School of Computer Science and Technology, Harbin Institute of Technology, Harbin 150001, China.
Sensors (Basel). 2023 Apr 30;23(9):4425. doi: 10.3390/s23094425.
Hybrid models which combine the convolution and transformer model achieve impressive performance on human pose estimation. However, the existing hybrid models on human pose estimation, which typically stack self-attention modules after convolution, are prone to mutual conflict. The mutual conflict enforces one type of module to dominate over these hybrid sequential models. Consequently, the performance of higher-precision keypoints localization is not consistent with overall performance. To alleviate this mutual conflict, we developed a hybrid parallel network by parallelizing the self-attention modules and the convolution modules, which conduce to leverage the complementary capabilities effectively. The parallel network ensures that the self-attention branch tends to model the long-range dependency to enhance the semantic representation, whereas the local sensitivity of the convolution branch contributes to high-precision localization simultaneously. To further mitigate the conflict, we proposed a cross-branches attention module to gate the features generated by both branches along the channel dimension. The hybrid parallel network achieves 75.6% and 75.4% on COCO validation and test-dev sets and achieves consistent performance on both higher-precision localization and overall performance. The experiments show that our hybrid parallel network is on par with the state-of-the-art human pose estimation models.

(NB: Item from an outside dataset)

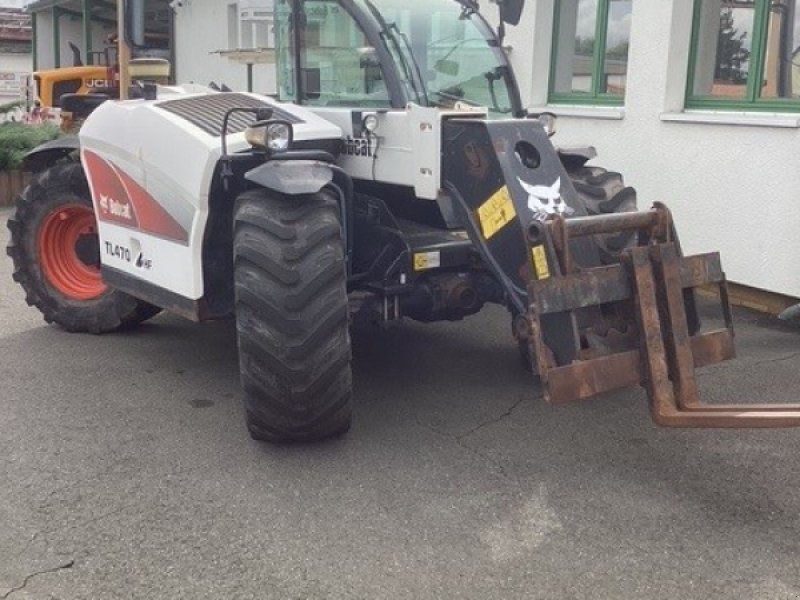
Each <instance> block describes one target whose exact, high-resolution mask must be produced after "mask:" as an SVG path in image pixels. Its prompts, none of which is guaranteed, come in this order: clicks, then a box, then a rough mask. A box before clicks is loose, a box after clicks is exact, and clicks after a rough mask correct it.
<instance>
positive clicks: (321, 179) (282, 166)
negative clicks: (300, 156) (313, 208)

混合模型结合卷积和变形金刚模型在人体姿态估计上取得了令人印象深刻的性能。然而,现有的人体姿态估计混合模型,通常在卷积后堆叠自注意模块,容易相互冲突。相互冲突迫使一种类型的模块主导这些混合序列模型。因此,高精度关键点定位的性能与整体性能不一致。为了缓解这种相互冲突,我们通过并行化自注意模块和卷积模块开发了一种混合并行网络,有效地利用了互补能力。并行网络确保自注意分支倾向于建模远程依赖关系,以增强语义表示,而卷积分支的局部敏感性同时有助于高精度定位。为了进一步减轻冲突,我们提出了一种跨分支注意模块,沿通道维度对两个分支生成的特征进行门控。混合并行网络在 COCO 验证集和测试集上分别达到 75.6%和 75.4%,在高精度定位和整体性能上都具有一致的性能。实验表明,我们的混合并行网络与最先进的人体姿态估计模型相当。